What next for the broken appraisal system?

August 18, 2021

Both Harvard Business Review contributors, Alessandro Di Fiore (right) is the founder and CEO of the European Centre for Strategic Innovation (ECSI) and ECSI Consulting, while Marcio Souza (left) is the President and CEO of Praxis Precision Medicines, a biotech company focused on innovative therapies for brain diseases.

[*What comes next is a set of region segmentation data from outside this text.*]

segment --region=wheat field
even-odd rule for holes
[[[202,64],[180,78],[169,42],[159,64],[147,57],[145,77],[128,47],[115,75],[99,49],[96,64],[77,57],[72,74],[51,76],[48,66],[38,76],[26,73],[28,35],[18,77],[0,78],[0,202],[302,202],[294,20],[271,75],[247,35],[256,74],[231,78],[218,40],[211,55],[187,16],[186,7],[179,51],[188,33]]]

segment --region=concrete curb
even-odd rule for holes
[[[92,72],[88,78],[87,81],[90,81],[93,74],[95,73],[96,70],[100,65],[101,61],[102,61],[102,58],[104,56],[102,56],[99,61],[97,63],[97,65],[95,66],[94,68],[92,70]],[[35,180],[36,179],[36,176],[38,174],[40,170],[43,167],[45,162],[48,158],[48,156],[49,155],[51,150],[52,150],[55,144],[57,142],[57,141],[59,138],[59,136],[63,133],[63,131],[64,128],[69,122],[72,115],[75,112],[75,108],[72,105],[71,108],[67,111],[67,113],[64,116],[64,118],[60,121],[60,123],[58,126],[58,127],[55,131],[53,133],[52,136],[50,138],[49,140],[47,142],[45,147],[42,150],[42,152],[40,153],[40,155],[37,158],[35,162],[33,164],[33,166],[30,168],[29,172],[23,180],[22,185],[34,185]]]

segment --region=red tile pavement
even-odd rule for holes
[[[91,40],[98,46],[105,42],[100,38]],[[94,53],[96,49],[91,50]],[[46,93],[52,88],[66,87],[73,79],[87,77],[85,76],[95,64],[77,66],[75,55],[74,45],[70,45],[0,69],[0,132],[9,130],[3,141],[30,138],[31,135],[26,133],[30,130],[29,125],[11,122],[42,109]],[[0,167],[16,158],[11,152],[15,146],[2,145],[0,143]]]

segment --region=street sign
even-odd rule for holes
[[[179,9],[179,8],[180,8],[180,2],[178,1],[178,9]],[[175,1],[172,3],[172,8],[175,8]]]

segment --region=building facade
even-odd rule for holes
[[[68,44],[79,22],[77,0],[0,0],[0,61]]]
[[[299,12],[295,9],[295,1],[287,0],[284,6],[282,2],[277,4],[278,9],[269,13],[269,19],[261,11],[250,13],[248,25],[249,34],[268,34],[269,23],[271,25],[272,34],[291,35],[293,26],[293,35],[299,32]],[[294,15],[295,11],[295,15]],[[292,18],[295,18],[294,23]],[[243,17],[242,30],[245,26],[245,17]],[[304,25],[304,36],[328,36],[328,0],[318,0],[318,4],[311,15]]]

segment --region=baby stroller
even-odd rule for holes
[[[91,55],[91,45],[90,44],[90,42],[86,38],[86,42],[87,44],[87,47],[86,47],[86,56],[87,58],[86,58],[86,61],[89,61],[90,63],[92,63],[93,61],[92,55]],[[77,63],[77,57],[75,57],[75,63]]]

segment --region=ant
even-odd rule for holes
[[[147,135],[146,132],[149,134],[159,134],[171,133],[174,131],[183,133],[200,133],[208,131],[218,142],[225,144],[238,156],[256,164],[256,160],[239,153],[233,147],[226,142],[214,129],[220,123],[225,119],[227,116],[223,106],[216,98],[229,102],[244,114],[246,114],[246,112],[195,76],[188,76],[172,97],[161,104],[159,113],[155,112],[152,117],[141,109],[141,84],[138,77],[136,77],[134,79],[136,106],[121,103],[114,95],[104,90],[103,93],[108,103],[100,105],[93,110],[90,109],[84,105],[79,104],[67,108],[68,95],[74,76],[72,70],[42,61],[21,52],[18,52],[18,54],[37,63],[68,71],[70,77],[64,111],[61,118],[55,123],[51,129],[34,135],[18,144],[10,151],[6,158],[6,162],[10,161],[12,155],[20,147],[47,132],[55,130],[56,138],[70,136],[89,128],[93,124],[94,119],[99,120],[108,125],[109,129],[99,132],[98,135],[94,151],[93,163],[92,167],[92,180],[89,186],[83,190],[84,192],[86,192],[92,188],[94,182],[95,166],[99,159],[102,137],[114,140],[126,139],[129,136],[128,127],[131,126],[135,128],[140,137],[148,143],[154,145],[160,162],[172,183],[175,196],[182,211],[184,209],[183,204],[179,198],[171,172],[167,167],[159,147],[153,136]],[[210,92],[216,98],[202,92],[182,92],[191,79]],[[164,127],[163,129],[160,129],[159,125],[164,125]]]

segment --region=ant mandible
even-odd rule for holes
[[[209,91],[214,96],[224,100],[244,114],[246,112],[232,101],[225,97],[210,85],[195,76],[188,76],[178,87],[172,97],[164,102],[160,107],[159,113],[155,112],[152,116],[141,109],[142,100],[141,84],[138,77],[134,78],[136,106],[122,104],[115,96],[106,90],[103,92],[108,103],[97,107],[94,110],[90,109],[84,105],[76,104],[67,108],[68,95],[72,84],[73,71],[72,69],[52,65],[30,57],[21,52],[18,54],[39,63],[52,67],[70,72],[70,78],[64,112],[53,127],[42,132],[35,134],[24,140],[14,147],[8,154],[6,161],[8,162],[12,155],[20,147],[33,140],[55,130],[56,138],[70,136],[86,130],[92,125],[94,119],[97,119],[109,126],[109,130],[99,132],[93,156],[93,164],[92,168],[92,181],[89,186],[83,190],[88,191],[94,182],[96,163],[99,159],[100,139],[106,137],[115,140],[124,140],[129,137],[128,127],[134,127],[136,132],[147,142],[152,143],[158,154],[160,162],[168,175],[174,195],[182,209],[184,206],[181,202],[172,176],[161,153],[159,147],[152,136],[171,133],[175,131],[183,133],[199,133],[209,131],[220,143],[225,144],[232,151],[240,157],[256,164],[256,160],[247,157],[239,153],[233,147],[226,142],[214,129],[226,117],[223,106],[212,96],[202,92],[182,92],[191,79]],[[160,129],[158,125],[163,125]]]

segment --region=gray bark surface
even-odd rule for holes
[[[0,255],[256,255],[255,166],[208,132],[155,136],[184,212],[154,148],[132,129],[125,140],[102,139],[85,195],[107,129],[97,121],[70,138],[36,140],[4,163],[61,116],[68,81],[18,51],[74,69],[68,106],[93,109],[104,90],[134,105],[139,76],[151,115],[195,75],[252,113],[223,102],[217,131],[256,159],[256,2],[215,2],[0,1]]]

The idea of abandoning the traditional appraisal process may seem daunting, but Di Fiore and Souza argue that this will be the best thing for your company. As they see it, the traditional appraisal system is broken – for three fundamental reasons.
 
Firstly, they believe the system is biased. Within the traditional appraisal system, “managers are sacred”. According to Di Fiore, this means any performance evaluation is susceptible to the bias of one person. From personality biases to experiential biases, relating to recent events in the workplace, assessments are ultimately skewed. Souza underlines that in this new way of working, “co-creation with team members has become more important than a view from a manager only.”
 
Secondly, the slow pace of feedback means a build-up of performance data. Annual performance reviews mean data performance is therefore used mostly as compensation, a leverage for career progression rather than effective employee development. As Di Fiore puts it, performance reviews “become more about playing poker than having a healthy personal development discussion.” Indeed, the system therefore rewards political versus practical behavior.
 
Thirdly, annual reviews are too infrequent. “How can a team develop if feedback is only received once a year?” Di Fiore asks. “All feedback should be frequent and context-based. This can be monthly or quarterly – but the more frequent, the greater the value.” Souza concurs – “if the objective is to improve the person and the teams, it’s paramount it happens in real-time not once a year”.
 
For Souza and Di Fiore, frequent appraisals mean greater employee proactiveness: individuals can work on their feedback without delay. Real-time feedback, in hand with mutual feedback, can lead to greater openness between the employer and employee and encourage faster employee development.
 
Moving away from traditional appraisals, Di Fiore and Souza have proposed a different method: a “socially-based” feedback system (SFS). The “social” nature of this feedback is demonstrated by the peer-to-peer structure, in which employees are assessed by a multitude of people, ranging from peers to senior managers. As Di Fiore states, it is widely accepted in society that the “wisdom of the crowd” is statistically more accurate than the individual – so why is it not the same for appraisals?
 
SFS also tries to increase the frequency in receiving feedback. The duo emphasize how employee development can benefit from receiving more feedback at more data points in the year. This allows room from an employee “to improve, reinforce or correct their course of action” when you receive endorsement and feedback more frequently.
 
While the tide is slowly turning against the traditional system of appraisals, with the likes of Microsoft and Deloitte leading the way, the shift in process is “very hard to change”. According to Di Fiore and Souza, many employers don’t have the courage to leave behind their legacy systems, comfortable with their traditional habits. 
 
There are also challenges in the implementation of an SFS. Di Fiore points to the social issues peer-to-peer feedback can cause. Indeed, asking employees to provide the feedback on their colleagues is difficult: the employee knows that this feedback is reviewed by HR and could impact the development of their colleague, both positively and negatively. The employee will therefore eventually become less candid because they don’t want to be “that person”. Di Fiore and Souza believe the lack of openness and frankness in company culture means it’s harder to achieve honest and candid peer-to-peer feedback.
 
According to Di Fiore and Souza, the solution is greater education and cultural change at a companywide level for feedback givers. Feedback givers, particularly peer-to-peer, need to be “brutally candid” while at the same time “not becoming a jerk” – starting with leadership.
 
New problems have arisen for companies who adopt a team-based organization, or “agile development teams” in the workplace. In this structure, it becomes difficult to assess the contribution of an individual within a team. The objective is to deliver on the need of customers, not to satisfy an internal system or line function. For example, if a company has an effective team of eight and reaches all their targets, but of those eight, seven are mavericks and one is lazy, all achievements are shared across the whole team. To capture the individual contributions within a team, the SFS fits the needs well.
 
In parallel, with multiple autonomous teams, companies need to think about interdependencies, and how to manage shifts in “priorities between a team-to-team in terms of resources and budget”.
 
This requires a new governing system to coordinate the process, otherwise you risk “having multiple teams going in different directions. Ultimately, Di Fiore argues that these teams must be coordinated “to ensure that they are aligned to the company’s strategic priorities” and “that teams are adapted by resources at a higher level”.
 
As Di Fiore and Souza argue, the current system must change. Failing to do so ultimately damages both the company and its employees, fundamentally undermining the objectives for implementing appraisals in the first place.